Heat a tablespoon of ghee in a kadai over medium heat.
Add the cashews, and roast until it turns light golden brown. Then add raisins and saute until they plump up. Then, remove the nuts and store them aside.
Add the unroasted Bombay rava to the kadai and roast on low flame until it turns aromatic; do not brown. It takes about 3-4 minutes. Stir continuously to prevent it from burning.
Then, slowly pour the milk into the kadai. Stir continuously to avoid lumps.
Simmer and stir occasionally until the sooji cooks well, and the kheer has thickened slightly. It takes 6-8 minutes.
Then add the sugar and stir well until the sugar dissolves completely. Continue to cook further for another 2-3 minutes until the kheer thickens slightly.

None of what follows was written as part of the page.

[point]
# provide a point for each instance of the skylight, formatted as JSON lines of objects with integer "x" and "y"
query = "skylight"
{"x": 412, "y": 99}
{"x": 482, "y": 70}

Lastly, stir in the cardamom powder and roasted nuts. Take the sooji kheer off the stove. It will thicken further as it cools down.
Serve Sooji kheer warm or chilled.
Notes
Tips to Make the Best Rava Payasam
Roasting Rava: Lightly roast the rava in ghee before adding milk. This enhances the flavor and prevents it from becoming mushy. You may also use fine sooji.
Stir Continuously: While adding milk to the roasted rava, stir continuously, or else the lumps can be formed.
Consistency: The kheer thickens as it cools down or during refrigeration, so make sure to make a slightly runnier consistency while cooking.
Variations
Sweetener: You can use any sweetener of your choice. You may also use jaggery instead of refined sugar. Just make sure it's organic and add it at the end, as impurities in the jaggery may curdle the milk.
Milk: Use whole milk for a thick and creamy kheer. If you are vegan, use almond or cashew milk.
Condensed Milk: You can add 2-3 tablespoons of condensed milk (reduce the sugar amount) to thicken and enhance the flavor.
Choice of Nuts: Add any nuts of your choice to this kheer.